Lo más fascinante que me tocó observar, aquella noche en que visitamos con mi amiga Majo la casona abandonada de Ezeiza, no fue tanto la bella construcción en ruinas que se alzaba solitaria en medio de la nada de los bosques de la región.
No, lo más fascinante fue observar la constelación de los satélites artificiales de Tesla desfilando en la bóveda celeste. Porque tomé conciencia de cuan cubiertos tenemos la mirada en la ciudad. Y por si hiciera falta algo más, cuando regresábamos, con el coche con las ventanillas bajas, pudimos percibir ese cambio sutil del aire puro del campo al aire contaminado de la ciudad.
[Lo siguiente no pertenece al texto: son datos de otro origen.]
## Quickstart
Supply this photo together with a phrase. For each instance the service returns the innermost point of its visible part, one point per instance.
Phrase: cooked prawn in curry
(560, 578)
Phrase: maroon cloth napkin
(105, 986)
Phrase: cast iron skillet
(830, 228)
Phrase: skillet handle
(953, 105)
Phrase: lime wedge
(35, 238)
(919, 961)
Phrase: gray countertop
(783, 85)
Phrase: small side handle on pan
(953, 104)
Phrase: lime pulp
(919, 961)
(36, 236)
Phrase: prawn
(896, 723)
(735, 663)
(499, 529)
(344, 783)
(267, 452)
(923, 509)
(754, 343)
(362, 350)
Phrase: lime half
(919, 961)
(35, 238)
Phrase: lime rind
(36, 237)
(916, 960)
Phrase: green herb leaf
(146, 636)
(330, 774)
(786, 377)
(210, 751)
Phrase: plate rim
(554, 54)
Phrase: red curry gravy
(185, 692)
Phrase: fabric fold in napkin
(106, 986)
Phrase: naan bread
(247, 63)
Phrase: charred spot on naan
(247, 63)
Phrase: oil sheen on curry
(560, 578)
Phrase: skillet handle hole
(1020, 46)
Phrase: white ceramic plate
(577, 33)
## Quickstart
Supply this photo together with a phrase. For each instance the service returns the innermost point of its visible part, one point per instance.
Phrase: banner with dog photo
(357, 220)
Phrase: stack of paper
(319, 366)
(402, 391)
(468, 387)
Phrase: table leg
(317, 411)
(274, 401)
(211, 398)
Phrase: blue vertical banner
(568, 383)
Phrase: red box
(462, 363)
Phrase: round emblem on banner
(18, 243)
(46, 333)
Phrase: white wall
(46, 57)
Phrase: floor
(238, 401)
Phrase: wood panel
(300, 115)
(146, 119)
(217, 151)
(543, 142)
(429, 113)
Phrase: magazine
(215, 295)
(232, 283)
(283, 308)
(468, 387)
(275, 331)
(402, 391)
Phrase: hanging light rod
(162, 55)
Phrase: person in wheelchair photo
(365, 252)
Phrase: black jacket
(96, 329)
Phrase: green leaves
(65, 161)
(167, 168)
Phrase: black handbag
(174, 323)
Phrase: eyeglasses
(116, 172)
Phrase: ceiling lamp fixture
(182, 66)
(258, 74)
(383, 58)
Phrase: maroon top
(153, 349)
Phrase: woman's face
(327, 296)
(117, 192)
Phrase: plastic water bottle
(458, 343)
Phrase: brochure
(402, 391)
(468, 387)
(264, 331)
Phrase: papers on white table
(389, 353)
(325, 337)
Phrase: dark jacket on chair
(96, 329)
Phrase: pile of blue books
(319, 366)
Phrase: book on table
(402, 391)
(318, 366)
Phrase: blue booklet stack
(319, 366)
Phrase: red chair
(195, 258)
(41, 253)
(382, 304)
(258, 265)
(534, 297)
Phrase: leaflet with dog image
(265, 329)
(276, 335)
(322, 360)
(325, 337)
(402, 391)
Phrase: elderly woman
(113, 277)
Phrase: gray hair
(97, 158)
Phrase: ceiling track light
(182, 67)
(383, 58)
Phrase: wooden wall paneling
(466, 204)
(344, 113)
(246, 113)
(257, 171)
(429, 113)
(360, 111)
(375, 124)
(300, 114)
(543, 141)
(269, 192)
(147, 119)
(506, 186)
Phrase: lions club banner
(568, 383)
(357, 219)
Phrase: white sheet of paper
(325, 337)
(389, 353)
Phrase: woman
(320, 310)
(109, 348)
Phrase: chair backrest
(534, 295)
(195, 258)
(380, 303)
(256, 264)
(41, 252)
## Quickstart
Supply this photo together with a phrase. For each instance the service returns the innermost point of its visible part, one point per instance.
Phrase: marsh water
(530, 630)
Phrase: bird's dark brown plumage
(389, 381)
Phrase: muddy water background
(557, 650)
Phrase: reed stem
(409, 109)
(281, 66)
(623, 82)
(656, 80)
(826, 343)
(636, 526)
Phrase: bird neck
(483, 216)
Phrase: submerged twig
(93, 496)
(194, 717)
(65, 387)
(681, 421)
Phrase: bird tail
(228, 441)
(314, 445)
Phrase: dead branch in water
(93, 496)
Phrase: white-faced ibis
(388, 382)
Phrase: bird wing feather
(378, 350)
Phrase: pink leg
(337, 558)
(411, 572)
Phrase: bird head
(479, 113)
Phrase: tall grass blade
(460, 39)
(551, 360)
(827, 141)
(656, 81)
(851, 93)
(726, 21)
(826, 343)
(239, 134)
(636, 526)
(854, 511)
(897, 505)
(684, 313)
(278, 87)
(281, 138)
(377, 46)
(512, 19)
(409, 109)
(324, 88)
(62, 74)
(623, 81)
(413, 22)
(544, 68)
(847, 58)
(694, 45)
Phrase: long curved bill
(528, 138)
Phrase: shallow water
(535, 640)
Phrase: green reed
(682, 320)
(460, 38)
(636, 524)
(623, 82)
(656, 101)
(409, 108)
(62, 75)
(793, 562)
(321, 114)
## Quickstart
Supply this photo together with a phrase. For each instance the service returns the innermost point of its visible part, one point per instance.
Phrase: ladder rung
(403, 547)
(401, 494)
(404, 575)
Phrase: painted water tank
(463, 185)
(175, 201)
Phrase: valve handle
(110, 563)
El frescor de la noche que dio paso al calor del cemento.
Vivir en un lugar como esta casona, sin lugar a dudas, debe darnos más años de vida saludable. Este viaje increíble me hizo advertir cuan apresados vivimos, cuanto perdimos por vivir en civilización, y como los días de nuestras vidas están en una cuenta regresiva aspirando los tóxicos que liberamos cotidianamente.
No vi fantasmas, ni espíritus, ni ningún demonio asomando su cuerno, pero si cómo el ser humano vive prisionero en una celda de concreto. Y es tristísimo que nadie se dé cuenta.